Addressing a group of South Asian journalists at a workshop on "Water and Sanitation for the Poor" in Hyderabad last week, Pandit said the river linking scheme would irrigate 22 million hectares and generate 30 million units (kWh) of electricity. The workshop was organized by the Geneva-based Water Supply and Sanitation Council and the Forum of Environmental Journalists of India. 

Dr Jayanta Bandhopadhyay of the Centre for Development and Environment Policy at the Indian Institute of Management (Kolkata) questioned these official views. An internationally respected water expert, Dr Bandhopadhyay challenged the concept of "surplus" water, and its transfer in this manner, and that it was going "wastefully" to the sea. "Engineering alone is not enough to address these problems," he maintained. "There is no such concept of surplus in nature." 

According to him, arresting the natural flow of rivers on this gigantic scale could spell "the death knell" of mangroves in the delta region of West Bengal and Bangladesh. Mangroves require the steady rise and fall of the sea level so that their roots can breathe. Once this process is disrupted, the world could "lose the richest fisheries in South Asia". Salinity would also make inroads into the region, affecting thousands of hectares of arable land. 

Dr Bandhopadhyay also wondered if the proponents of the scheme had factored in the cost of compensating millions of fisher folk in both countries. 

"There's no free lunch when you divert water in this manner," Dr Bandhopadhyay maintained. "If you take out water, you pay for it." The link scheme did not envisage carrying water to some of the most deprived sections of the population, including tribals and those living in the highlands. 

While advocates of the scheme speak of the Three Gorges dam in China, one of the world's biggest, Dr Bandhopadhyay emphasizes that China produces as much as 4.6 tonnes of cereal per hectare, while India produces only 2.1 tonnes. And that China has less arable land per head than India does. 

In India, due to the political clout exerted by rich farmers, irrigation - which accounts for 70 to 80 per cent of the total water consumed - is often wasteful, since there is no metering of usage and farmers simply flood their fields. The country could increase food availability by greater efficiency without increasing irrigation, Dr Bandopadhyay maintained. 

He made a strong case for putting all initial reports as well as other reports in the public domain so that scientists could assess the pros and cons of the project. Suresh Prabhu had agreed to do this (though no longer a minister in the Union Cabinet, he still heads the task force). But up until now, the public is not even aware of what studies are being commissioned and who is conducting them. "Science needs open assessment," Dr Bandhopadhyay observed. All too often, the government conducts studies, after which it argues that it has spent so much on these that it has to go ahead with project. 

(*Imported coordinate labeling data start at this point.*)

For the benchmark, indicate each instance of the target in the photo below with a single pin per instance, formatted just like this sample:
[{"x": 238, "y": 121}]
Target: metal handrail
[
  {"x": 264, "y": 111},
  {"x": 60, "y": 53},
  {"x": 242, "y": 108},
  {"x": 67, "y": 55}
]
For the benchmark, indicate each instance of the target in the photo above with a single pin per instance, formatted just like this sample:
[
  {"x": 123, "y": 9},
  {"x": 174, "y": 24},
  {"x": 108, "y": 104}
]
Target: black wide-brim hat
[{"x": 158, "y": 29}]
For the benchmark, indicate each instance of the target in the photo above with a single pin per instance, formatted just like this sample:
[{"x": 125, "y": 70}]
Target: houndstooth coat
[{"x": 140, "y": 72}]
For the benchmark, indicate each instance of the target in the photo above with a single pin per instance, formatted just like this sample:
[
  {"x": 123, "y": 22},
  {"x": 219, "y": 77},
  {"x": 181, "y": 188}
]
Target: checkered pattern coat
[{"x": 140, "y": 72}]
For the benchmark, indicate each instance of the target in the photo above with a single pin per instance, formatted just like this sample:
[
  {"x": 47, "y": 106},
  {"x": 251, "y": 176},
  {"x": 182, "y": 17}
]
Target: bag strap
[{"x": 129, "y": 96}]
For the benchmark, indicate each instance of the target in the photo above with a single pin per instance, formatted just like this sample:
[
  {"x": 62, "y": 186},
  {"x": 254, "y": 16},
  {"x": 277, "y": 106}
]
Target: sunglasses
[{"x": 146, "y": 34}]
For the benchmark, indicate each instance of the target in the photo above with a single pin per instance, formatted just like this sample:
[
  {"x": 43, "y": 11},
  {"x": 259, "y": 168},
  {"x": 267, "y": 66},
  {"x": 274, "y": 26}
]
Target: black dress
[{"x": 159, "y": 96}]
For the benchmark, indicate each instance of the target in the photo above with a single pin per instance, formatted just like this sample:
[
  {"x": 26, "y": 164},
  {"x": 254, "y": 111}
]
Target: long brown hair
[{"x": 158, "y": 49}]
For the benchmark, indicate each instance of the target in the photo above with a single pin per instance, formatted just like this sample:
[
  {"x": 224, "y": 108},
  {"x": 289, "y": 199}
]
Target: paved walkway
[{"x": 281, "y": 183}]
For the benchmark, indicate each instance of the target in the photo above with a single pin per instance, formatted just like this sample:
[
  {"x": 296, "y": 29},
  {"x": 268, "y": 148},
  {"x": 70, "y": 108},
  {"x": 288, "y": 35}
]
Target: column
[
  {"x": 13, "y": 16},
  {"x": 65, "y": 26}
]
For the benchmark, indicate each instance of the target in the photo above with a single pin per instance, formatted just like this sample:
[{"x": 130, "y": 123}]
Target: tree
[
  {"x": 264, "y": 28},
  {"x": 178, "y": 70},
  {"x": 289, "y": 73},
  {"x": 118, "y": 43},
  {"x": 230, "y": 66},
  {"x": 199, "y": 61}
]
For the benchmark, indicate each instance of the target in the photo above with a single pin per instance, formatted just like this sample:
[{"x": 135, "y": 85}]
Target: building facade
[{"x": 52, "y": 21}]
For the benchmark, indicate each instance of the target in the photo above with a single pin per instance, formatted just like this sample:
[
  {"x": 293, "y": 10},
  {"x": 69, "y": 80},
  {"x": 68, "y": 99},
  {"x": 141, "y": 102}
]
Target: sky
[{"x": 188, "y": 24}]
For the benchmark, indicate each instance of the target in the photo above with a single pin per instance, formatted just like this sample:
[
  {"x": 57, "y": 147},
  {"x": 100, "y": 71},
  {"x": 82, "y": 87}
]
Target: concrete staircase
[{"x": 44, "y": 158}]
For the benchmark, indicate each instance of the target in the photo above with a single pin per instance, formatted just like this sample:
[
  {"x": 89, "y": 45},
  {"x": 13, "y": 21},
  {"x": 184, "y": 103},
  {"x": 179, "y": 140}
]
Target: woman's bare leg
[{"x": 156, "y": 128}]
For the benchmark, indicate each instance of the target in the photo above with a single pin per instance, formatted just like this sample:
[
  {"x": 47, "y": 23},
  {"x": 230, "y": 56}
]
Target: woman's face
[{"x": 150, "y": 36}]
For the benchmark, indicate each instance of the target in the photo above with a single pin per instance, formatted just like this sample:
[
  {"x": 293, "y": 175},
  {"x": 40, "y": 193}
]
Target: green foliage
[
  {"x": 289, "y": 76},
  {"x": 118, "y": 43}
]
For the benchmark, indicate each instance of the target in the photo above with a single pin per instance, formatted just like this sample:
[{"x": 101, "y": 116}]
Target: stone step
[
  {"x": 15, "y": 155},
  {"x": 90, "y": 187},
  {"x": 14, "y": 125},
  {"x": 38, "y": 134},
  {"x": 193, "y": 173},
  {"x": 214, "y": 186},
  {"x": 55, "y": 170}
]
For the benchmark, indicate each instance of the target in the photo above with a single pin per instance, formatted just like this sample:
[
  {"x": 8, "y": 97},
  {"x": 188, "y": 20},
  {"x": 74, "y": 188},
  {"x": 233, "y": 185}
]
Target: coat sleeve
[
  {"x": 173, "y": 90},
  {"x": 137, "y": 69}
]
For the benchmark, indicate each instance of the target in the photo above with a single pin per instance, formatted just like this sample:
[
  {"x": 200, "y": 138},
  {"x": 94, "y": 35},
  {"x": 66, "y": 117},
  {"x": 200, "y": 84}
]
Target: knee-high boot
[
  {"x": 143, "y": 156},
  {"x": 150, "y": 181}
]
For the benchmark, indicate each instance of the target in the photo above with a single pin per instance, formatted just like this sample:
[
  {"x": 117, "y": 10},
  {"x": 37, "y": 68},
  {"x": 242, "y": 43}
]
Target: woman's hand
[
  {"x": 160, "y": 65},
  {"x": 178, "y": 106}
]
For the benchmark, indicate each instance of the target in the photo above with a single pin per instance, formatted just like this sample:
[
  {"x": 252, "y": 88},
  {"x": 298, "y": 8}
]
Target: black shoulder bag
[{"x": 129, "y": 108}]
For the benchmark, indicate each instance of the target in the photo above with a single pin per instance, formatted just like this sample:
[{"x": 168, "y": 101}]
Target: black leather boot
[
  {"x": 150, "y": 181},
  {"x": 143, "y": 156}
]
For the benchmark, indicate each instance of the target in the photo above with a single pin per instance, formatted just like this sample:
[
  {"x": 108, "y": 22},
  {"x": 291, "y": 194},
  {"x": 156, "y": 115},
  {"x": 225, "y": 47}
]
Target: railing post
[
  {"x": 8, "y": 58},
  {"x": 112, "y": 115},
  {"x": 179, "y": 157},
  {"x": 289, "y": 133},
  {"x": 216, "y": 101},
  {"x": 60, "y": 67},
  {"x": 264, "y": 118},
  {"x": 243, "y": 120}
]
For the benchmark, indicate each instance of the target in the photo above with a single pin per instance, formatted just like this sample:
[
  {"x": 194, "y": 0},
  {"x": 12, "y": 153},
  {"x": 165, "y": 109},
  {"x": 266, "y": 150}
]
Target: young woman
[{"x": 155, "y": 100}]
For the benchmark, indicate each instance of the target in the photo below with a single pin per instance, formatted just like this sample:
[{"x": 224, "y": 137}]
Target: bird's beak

Reacting to concerns that Bangladesh and Nepal had not been consulted although these countries, along with China, would be affected by the project, Pandit countered by likening critics who have not seen the studies to someone asking whether a patient was going to live or not before taking an X-ray. He promised to ask his ministry to put up the executive summaries of the reports on the web. 

Dr Bandhopadhyay also spoke of a Bangalore company that was providing desalinated water at about Rs 5 (US 9 cents) per liter, as against an international price of $1-$1.25 per kilolitre, which works out to be roughly similar. He said this could, in time, prove a boon to those living in coastal areas. 

Prabhu recently sought to allay the fears of critics by saying that the river link scheme was only a proposal at this stage, not a project. He also promised to form a standing committee of NGOs, whose views would be taken into account before going ahead. 

However, critics believe that water development agencies - which champion large dams and other capital-intensive schemes and have in recent years been sidelined - are using this opportunity to conduct very expensive studies. Even if the project ultimately collapses on account of its staggering costs - as in all probability it will - they will have promoted themselves for some time.